As I'm praying, my hand reaches over in an attempt to hold her still, but then a foot randomly kicks me in the face.
Because my eyes were closed I never saw it coming.
My voice becomes more stern, filling with irritation and I start to lose my train of thought.
The prayer ends abruptly with a frustrated mommy and a little girl on the verge of tears because she feels so bad for accidentally kicking her mama.
Please tell me I'm not the only Christian mom this has ever happened to! :-)
Well, here's what I've found works best for controlling the wiggles.
- On those nights when you know your child is really tired, pray together right after putting pajamas on and BEFORE any reading or other nighttime ritual you may have.
- Consider starting a "I prayed well!" sticker chart where your child can work up to earning a fun reward of some sort.
- Explain to your child that prayer time is special time we have to talk to God. It's very important that we treat Him with a whole lot of respect when we pray. Sometimes just talking about what's appropriate and what isn't is enough to get the behavior to stop.
This is a tough subject to discuss with children. Not long ago I wrote a post about explaining death and grieving to my child. The question of why God allows bad things to happen, was a part of our discussion.
The reality is our children are going to find out that not every prayer sent upward will be answered the way their little heart desires.

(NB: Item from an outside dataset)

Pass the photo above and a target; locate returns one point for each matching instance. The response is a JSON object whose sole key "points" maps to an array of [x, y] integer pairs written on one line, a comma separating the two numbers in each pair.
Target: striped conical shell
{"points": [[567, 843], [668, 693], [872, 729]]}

God always has a plan and a purpose in how He answers prayers. Often times He provides an answer that is far better than we realize, if only we could see things from His all-knowing perspective.
We need to be talking to our children about their specific prayer requests and teaching them how to pray God's word. We also need to help them understand God answers prayers according to His will and in His timing, not ours.
Unfortunately many of us struggle to understand and accept that reality ourselves. But it's true! When we spend time getting to know who God is and what His word teaches us, our prayers will naturally begin to line up with what His will is for us.
It's About Perspective...
My daughters often pray for God to help them have a good day. So what happens if nothing seems to go well for them that day? Did God not answer their prayers for a good day?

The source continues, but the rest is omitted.